I am writing a paper, in which I must include a definition of a particular mathematical structure. It's a structure with which very few people would be familiar, thus I wish to include it verbatim, as opposed to citing it. Rewriting it in my own words would only obscure the meaning. Putting a long mathematical definition (perhaps half a page) in quotes looks bizarre and messes up the type setting. Is there a standard way to indicate the definition is cited, whilst avoiding any appearance of plagiarism?
Immediately before the definition, you could say "Quoting verbatim from [source], we define a [whatever-it-is] as follows:"
That is, in general, thinking in terms of honesty/forthrightness is an excellent guide.
This is common practice in mathematics. Definitions are not normally thought of as containing creative content, and if you need to use exactly the same definition as the previous paper, you use the same words. As far as I know, no mathematician considers this to be plagiarism of any kind, provided an appropriate citation is given.

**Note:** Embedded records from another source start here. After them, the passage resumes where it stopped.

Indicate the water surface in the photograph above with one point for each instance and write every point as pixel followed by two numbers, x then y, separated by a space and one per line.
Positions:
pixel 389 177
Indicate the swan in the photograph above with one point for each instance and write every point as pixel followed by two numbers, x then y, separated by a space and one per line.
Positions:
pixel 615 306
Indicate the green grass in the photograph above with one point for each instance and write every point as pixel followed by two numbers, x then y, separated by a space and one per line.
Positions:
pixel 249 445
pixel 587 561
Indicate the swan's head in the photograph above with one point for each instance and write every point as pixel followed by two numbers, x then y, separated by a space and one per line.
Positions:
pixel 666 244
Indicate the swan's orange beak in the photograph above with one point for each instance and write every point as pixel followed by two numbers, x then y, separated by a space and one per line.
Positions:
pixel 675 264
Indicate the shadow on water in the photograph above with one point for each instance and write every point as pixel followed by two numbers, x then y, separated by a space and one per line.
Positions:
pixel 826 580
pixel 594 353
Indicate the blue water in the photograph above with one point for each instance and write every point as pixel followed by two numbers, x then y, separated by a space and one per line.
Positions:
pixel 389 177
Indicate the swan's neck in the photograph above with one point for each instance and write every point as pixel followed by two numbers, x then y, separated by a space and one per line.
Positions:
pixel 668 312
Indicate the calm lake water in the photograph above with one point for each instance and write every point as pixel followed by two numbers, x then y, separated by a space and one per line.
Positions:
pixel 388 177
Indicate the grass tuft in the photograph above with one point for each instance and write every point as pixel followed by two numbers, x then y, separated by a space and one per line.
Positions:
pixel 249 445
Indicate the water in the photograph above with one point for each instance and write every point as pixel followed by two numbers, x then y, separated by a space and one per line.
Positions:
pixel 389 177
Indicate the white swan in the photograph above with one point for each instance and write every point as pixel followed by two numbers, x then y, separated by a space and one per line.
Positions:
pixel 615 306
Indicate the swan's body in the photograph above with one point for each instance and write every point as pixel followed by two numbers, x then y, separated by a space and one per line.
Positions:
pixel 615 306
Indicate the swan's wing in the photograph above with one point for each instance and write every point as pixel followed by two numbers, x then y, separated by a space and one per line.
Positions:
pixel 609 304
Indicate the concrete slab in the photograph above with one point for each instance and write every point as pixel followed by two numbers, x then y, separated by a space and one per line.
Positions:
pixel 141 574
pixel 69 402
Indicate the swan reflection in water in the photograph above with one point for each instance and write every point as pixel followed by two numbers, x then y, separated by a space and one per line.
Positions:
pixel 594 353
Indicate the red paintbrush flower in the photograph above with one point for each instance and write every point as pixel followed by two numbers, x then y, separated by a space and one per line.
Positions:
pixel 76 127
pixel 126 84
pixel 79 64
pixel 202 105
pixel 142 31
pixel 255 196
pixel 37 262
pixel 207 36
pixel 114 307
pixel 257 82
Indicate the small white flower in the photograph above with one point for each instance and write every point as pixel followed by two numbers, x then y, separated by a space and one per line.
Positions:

Quotation marks or block quotes are not used, because, as you say, it would look weird.
Some phrases you might use:
We define, as in :
The following definition is taken from :
We follow  by defining:
We use the definition from , which we include here for the reader's convenience:
Then format the definition as you normally would. Minor paraphrases and spelling/grammar fixes that do not change the meaning are also fine. If you fix a typo that makes a mathematical difference (e.g. the original author wrote 2 but from context obviously meant 4) then you should point it out explicitly, but this is more for mathematical correctness than citation practice.
Note that if you are publishing in a non-mathematics journal, standards might vary, and you might have to use quotes or otherwise format in some way that would look weird to a mathematician.
If you define terms in a "Definition" environment, then you may state the reference after the heading. For example:
Definition 2 (Noche, 2014). A real number x is said to be small if 0 < x < 1.